🤖 AI Summary
This work addresses the bottleneck in critic model training—its reliance on strong supervised signals—by proposing an online reinforcement learning (RL) framework that eliminates the need for stronger external supervisors. Methodologically, it first identifies and analyzes the degradation of critic discriminability when relying solely on indirect rewards; it then introduces a two-stage RL strategy: (1) prioritizing discriminability enhancement, followed by (2) joint optimization of helpfulness and discriminability. The framework incorporates rule-based direct rewards, indirect feedback rewards, and regularization to enable co-optimization of critic and generator models. Experiments across diverse tasks and models demonstrate consistent improvements: Qwen2.5-7B achieves +9.02% accuracy on in-domain reasoning tasks and +5.70% on cross-domain tasks, validating the effectiveness and generalizability of the approach.
📝 Abstract
Training critiquing language models to assess and provide feedback on model outputs is a promising way to improve LLMs for complex reasoning tasks. However, existing approaches typically rely on stronger supervisors for annotating critique data. To address this, we propose Critique-RL, an online RL approach for developing critiquing language models without stronger supervision. Our approach operates on a two-player paradigm: the actor generates a response, the critic provides feedback, and the actor refines the response accordingly. We first reveal that relying solely on indirect reward signals from the actor's outputs for RL optimization often leads to unsatisfactory critics: while their helpfulness (i.e., providing constructive feedback) improves, the discriminability (i.e., determining whether a response is high-quality or not) remains poor, resulting in marginal performance gains.

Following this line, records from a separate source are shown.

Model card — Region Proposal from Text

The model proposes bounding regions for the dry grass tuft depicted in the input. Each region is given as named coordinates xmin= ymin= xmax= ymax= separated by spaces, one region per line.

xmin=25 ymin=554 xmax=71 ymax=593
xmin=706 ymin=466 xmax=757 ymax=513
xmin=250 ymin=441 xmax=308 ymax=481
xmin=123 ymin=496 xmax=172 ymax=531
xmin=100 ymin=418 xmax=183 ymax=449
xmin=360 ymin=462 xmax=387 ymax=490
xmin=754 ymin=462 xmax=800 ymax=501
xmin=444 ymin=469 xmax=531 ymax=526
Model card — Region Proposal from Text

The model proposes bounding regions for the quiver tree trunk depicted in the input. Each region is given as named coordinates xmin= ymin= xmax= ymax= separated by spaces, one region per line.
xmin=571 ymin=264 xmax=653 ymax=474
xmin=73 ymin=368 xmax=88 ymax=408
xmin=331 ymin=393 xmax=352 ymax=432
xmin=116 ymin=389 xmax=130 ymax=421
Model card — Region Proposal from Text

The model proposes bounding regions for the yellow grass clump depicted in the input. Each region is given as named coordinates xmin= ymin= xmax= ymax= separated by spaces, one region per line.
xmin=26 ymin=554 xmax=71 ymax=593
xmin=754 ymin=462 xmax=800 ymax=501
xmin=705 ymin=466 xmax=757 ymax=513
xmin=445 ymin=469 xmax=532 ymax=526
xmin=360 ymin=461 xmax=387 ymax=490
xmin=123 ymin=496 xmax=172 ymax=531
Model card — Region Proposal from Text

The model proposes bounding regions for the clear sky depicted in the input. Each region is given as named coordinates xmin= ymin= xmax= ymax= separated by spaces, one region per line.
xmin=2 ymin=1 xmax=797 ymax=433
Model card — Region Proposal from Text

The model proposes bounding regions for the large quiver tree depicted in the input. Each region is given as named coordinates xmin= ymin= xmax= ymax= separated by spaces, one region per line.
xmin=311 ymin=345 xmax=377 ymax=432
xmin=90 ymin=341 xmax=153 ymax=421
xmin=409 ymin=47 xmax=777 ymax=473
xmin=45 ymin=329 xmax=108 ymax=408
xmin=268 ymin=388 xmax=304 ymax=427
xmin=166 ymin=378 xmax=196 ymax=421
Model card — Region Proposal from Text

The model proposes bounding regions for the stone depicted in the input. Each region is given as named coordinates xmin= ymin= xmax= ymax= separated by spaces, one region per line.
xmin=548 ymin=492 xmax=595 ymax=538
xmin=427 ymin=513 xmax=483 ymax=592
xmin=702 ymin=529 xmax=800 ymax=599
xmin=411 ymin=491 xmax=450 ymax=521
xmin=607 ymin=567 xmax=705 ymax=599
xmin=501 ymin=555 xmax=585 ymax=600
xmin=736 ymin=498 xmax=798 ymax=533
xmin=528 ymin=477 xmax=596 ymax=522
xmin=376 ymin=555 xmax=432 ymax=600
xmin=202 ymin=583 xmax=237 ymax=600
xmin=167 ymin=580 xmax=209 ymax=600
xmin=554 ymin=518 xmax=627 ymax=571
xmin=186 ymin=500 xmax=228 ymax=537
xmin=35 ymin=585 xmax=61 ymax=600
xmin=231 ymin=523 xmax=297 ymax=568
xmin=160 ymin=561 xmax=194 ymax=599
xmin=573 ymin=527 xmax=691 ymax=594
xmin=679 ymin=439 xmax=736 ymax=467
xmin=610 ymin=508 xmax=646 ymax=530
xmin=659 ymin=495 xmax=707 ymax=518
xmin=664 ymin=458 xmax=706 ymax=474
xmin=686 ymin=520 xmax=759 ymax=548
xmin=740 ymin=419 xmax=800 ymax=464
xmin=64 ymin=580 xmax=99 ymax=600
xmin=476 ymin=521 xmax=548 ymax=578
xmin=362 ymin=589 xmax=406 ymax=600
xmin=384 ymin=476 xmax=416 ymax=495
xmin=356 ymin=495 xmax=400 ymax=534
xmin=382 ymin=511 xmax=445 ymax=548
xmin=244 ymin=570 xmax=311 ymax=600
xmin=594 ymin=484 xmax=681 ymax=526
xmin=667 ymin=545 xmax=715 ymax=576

To overcome this, Critique-RL adopts a two-stage optimization strategy. In stage I, it reinforces the discriminability of the critic with direct rule-based reward signals; in stage II, it introduces indirect rewards based on actor refinement to improve the critic's helpfulness, while maintaining its discriminability via appropriate regularization. Extensive experiments across various tasks and models show that Critique-RL delivers substantial performance improvements. For example, it achieves a 9.02% gain on in-domain tasks and a 5.70% gain on out-of-domain tasks for Qwen2.5-7B, highlighting its potential.